The British were not the only brigands on the high seas however. The record of then 14-year-old Cornelius Marchant laconically testifies to the harrowing exploits of ships leaving local harbors, as well as to the incredible distances such adventures would cover:

“We put for Edgartown harbor to obtain a complement of men and officers: thence in a few days she departed and proceeded on her cruise.

“About the last of April 1777, we arrived at the Islands of Deloss on the coast of Africa, where we destroyed a large storehouse belonging to the English. Also a little lower down the coast captured two ships, one laden with goods, the other with a cargo of slaves which were sent to Marinica where they safely arrived.

“In the same Cruise captured a large brig laden with ivory and dye woods and sent her to the united States, where, within thirty leagues of Halifax we captured the ship John J. Leith, a large transport richly laden with supplies for the British army at New York . . . During this same cruise we captured three ships, two brigs and one schooner, all of which safely arrived at the ports for which we sent them.”

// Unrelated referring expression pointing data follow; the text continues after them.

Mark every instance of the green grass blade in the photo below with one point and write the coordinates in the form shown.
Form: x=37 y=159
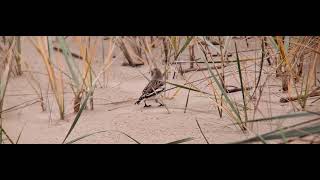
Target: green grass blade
x=73 y=68
x=242 y=86
x=189 y=39
x=279 y=134
x=83 y=105
x=224 y=92
x=1 y=131
x=286 y=43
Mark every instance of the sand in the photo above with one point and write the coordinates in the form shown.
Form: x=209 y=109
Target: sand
x=147 y=125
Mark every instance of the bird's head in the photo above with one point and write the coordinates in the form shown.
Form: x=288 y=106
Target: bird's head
x=156 y=74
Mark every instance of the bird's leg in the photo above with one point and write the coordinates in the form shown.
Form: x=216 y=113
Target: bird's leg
x=145 y=104
x=159 y=103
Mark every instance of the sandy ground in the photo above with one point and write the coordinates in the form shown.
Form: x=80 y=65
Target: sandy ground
x=147 y=125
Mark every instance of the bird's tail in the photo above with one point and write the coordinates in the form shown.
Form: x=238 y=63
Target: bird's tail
x=140 y=99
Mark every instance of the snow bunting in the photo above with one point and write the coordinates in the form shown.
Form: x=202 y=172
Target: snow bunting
x=153 y=89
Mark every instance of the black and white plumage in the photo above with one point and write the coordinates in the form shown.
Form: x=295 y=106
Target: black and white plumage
x=154 y=88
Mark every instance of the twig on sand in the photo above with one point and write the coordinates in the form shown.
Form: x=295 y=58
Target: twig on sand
x=72 y=54
x=198 y=69
x=202 y=132
x=288 y=99
x=236 y=89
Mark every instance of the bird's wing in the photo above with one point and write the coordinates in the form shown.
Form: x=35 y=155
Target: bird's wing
x=152 y=87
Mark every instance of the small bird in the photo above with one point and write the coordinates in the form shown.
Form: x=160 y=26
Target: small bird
x=153 y=89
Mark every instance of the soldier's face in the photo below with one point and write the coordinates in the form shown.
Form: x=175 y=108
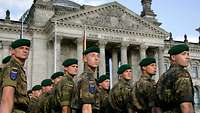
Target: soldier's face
x=92 y=59
x=21 y=52
x=105 y=84
x=150 y=69
x=37 y=93
x=181 y=59
x=57 y=80
x=127 y=74
x=72 y=69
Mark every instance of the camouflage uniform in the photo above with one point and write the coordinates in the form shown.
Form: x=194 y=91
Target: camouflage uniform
x=34 y=106
x=103 y=100
x=63 y=93
x=119 y=96
x=14 y=76
x=87 y=91
x=44 y=103
x=175 y=87
x=145 y=93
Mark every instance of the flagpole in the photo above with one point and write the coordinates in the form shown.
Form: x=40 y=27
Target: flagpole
x=55 y=47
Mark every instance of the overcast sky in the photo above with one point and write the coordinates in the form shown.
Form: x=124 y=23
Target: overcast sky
x=177 y=16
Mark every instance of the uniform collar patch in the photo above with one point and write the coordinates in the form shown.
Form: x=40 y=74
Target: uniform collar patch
x=13 y=75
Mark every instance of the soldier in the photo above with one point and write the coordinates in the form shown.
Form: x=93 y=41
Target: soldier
x=14 y=86
x=64 y=90
x=145 y=87
x=4 y=62
x=86 y=86
x=36 y=93
x=120 y=94
x=47 y=86
x=57 y=77
x=175 y=88
x=104 y=86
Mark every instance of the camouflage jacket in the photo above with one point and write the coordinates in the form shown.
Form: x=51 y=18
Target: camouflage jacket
x=119 y=96
x=63 y=92
x=103 y=94
x=13 y=75
x=34 y=106
x=86 y=91
x=175 y=87
x=145 y=92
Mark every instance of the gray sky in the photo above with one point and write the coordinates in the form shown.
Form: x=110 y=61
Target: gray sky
x=177 y=16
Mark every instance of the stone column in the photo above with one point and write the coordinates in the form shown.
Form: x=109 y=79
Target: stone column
x=124 y=57
x=79 y=42
x=57 y=54
x=114 y=66
x=102 y=65
x=161 y=60
x=6 y=48
x=143 y=51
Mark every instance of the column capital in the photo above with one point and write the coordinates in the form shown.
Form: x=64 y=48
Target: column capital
x=102 y=42
x=143 y=47
x=125 y=44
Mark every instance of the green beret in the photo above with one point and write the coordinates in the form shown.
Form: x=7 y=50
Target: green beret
x=178 y=49
x=57 y=74
x=91 y=49
x=36 y=87
x=102 y=78
x=146 y=61
x=123 y=68
x=29 y=91
x=46 y=82
x=70 y=61
x=6 y=59
x=20 y=42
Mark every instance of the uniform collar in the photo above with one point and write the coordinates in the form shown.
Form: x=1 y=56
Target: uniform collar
x=146 y=77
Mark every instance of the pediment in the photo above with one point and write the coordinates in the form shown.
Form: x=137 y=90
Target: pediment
x=112 y=15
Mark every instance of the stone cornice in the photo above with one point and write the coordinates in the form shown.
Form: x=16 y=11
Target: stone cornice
x=112 y=5
x=111 y=30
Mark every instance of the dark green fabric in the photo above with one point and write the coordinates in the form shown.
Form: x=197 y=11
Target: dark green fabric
x=178 y=49
x=146 y=61
x=57 y=74
x=102 y=78
x=46 y=82
x=6 y=59
x=123 y=68
x=70 y=61
x=91 y=49
x=36 y=87
x=20 y=42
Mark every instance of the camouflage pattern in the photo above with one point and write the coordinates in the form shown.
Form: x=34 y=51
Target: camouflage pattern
x=87 y=91
x=175 y=87
x=145 y=93
x=14 y=75
x=44 y=103
x=120 y=96
x=34 y=106
x=103 y=100
x=63 y=93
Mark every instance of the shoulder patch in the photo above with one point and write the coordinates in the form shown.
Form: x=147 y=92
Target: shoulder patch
x=13 y=74
x=92 y=87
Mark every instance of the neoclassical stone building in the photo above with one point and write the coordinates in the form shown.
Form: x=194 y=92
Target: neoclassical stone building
x=57 y=27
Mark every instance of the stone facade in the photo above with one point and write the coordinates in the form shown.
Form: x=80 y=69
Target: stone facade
x=56 y=30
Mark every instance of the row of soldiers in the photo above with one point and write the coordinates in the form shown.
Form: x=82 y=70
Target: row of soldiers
x=65 y=92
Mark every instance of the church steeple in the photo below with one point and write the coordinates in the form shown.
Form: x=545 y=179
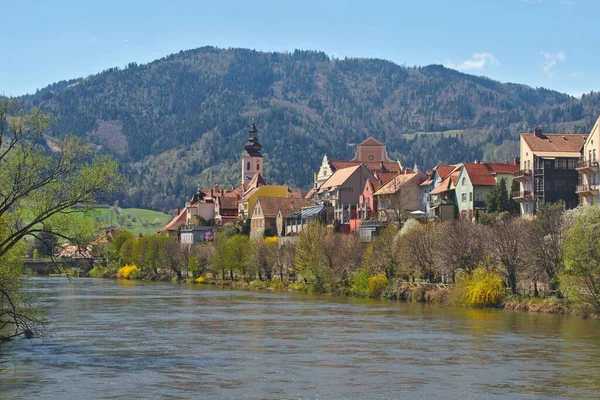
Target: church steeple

On the home front William Jernegan of Edgartown, in quelling the residual bloodlust leftover from Grey’s Raid the previous year found himself under attack — much to his surprise — from a fellow citizen, as he recalled in his autobiography:

“In the year 1779 a fleet of British ships anchored in our harbour at Edgartown. Some of our people were then anxious to fire on them with their small arms. I used this influence with the people, not to fire on them, if we did we should have our houses burned. At that time they did us but little damage and soon went off with themselves. The next day, after they were gone, John Kindrick, meeting me on the street, said to me, ‘I have a good mind to beat out your brains out.’ I answered him, ‘For what cause or reason have you to beat out my brains out?’ Kindrick said, ‘Damn you, if it hadn’t been for you I could have had my house burned and then I could have had more than a thousand dollars for it, and now I can not get five hundred dollars for it, and I have lost more than five hundred dollars by you.”

While the memory of Grey’s Raid has faded, the independence and isolation of the Island has not. It is a place still very much populated by people, as described in Edgartown’s 1775 petition to the General Court, “very fond of preserving their liberties,” although hopefully it has become less so a place for people as easily inclined to “beat out” each other’s brains.